WASHINGTON—Timothy Donahue, chief executive officer of Nextel Communications Inc., said Thursday morning Nextel finds nothing in the Federal Communications Commission plan that it opposes and believes that the issues it has been discussing with the FCC can be handled through an “erratum.”
By deploying an erratum strategy, Nextel is hoping that the FCC will make changes without seeking public comment.
“With something that is this complex, it is just not unusual for there to be some fine-tuning, and the FCC has a number of tools at its disposal for this purpose,” said Lauren Patrich, special counsel for media relations for the FCC’s Wireless Telecommunications Bureau. “Some fine-tuning can be done by an erratum or a clarification, and some issues the FCC may choose to address in a reconsideration on its own motion, and some issues may be brought to the FCC in a petition on reconsideration. Beyond this, there is always the court of appeals. At this point, I can’t speculate on what issues the FCC will choose to address and what means it will use to do it.”
Nextel late Tuesday confirmed that it wants to reduce the amount of money it would owe to the treasury as part of the FCC’s plan to solve public-safety interference in the 800 MHz band. It appears Nextel’s strategy is to get the FCC to clarify issues before Federal Register publication. If the FCC chooses this route, it could mean the public does not have an opportunity to weigh in.
In a filing earlier this week, Nextel asked that its spectrum valuation be used instead of the FCC’s valuation.
“Applying the FCC’s valuation formula using Nextel’s current more granular spectrum totals and accurate population coverage yields an 800 MHz spectrum value credit of $2.059 billion—an increase of $452 million over the $1.607 billion credit set forth in the FCC’s rules,” according to a Nextel filing.
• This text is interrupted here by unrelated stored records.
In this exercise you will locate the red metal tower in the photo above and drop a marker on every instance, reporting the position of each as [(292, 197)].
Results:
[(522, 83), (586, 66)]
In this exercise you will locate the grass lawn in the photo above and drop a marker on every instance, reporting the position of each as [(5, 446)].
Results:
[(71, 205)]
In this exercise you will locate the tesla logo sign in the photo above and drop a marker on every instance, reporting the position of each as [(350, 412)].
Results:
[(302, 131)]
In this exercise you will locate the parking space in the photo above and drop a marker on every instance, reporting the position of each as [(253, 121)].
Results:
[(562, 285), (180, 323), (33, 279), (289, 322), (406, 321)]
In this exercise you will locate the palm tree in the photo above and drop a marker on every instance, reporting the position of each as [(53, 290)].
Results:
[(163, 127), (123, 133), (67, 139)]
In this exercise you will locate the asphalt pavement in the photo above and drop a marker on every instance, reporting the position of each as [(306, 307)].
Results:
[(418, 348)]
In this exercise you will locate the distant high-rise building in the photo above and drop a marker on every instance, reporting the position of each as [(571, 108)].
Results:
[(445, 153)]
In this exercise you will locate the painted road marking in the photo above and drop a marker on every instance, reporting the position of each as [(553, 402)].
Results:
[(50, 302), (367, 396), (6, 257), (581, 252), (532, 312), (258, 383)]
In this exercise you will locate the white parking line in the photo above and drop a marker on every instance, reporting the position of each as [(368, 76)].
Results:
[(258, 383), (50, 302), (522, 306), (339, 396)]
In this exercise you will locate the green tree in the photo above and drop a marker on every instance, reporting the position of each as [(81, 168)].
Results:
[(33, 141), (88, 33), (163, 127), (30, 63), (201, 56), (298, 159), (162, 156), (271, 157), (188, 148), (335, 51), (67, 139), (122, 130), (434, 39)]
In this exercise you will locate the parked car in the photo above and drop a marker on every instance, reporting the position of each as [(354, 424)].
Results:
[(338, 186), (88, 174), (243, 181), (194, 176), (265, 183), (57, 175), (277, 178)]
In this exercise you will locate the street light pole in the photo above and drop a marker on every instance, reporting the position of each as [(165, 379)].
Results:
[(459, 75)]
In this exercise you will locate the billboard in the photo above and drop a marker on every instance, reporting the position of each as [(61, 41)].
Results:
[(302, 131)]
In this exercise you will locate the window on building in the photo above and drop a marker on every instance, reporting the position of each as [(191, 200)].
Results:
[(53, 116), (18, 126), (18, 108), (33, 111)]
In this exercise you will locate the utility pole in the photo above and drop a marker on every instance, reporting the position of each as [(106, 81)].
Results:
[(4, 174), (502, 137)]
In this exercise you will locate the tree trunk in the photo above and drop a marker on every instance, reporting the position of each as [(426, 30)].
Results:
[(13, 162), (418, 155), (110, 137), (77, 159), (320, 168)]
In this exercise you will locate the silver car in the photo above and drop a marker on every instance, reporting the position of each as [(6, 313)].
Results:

Nextel is to pay money into the treasury if the value of the spectrum it returns and relocation expenses do not equal $4.86 billion—the value the FCC put on the G-block. The G-block is the highly contested spectrum in the 1.9 GHz band that Nextel would receive as part of the rebanding plan.
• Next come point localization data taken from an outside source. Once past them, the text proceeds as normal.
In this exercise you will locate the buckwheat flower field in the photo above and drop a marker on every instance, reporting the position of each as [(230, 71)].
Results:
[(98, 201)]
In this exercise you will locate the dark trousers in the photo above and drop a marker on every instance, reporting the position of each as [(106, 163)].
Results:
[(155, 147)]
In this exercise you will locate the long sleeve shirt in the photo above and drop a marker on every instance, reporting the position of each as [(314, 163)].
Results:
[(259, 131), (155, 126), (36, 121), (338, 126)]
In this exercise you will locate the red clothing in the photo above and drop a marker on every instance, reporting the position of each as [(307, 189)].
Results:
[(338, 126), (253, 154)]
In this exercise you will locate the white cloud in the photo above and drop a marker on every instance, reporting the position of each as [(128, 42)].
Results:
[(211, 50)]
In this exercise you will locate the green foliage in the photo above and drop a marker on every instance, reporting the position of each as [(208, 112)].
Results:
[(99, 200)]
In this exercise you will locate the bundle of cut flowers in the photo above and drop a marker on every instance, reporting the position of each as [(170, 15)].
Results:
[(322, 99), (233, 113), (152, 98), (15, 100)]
Verizon Wireless Sept. 15 warned Nextel would try to reduce its potential payment and charged that Nextel and the FCC were talking illegally, based on an investor note released Sept. 9 by Legg Mason.
Tim O’Regan, Nextel manager of public affairs, denied that Nextel has talked to the FCC in detail prior to this week about the valuation of the spectrum it would be relinquishing.
“We have been having generalized conversations,” O’Regan told RCR Wireless News, but he admitted that he has not been privy to conversations so he cannot say exactly what was discussed in previous meetings.
Nextel has also asked it be given credit for “the costs it incurs in adding base stations necessary to maintain its existing network capacity during the band reconfiguration transition process.”
Nextel also asked to use a different credit mechanism than envisioned by the FCC in its rules. The FCC wanted Nextel to sign a $2.5 billion irrevocable letter of credit; Nextel previously agreed to an $850 million irrevocable letter of credit. A PowerPoint slide submitted by Nextel earlier this week said, “Letter of Credit Issues: Permit ‘stand by’ rather than ‘debit card’ letter of credit: less costly and more efficient—same protection against risk of default/bankruptcy.”
O’Regan was unable to explain why Nextel’s plan is better but said the important thing was, “If the transition administrator determines that something needs to be paid, they get paid regardless of whether Nextel defaults or goes bankrupt.”
Verizon Wireless declined comment.
The FCC in July adopted a plan to solve the interference problem, swap some spectrum with Nextel and have Nextel pay to move other companies off the spectrum band Nextel would receive. The FCC released the text of the plan—256 pages—in early August. It has yet to be published in the Federal Register. Nextel has 30 days from publication in the Federal Register to say whether it will agree to the plan.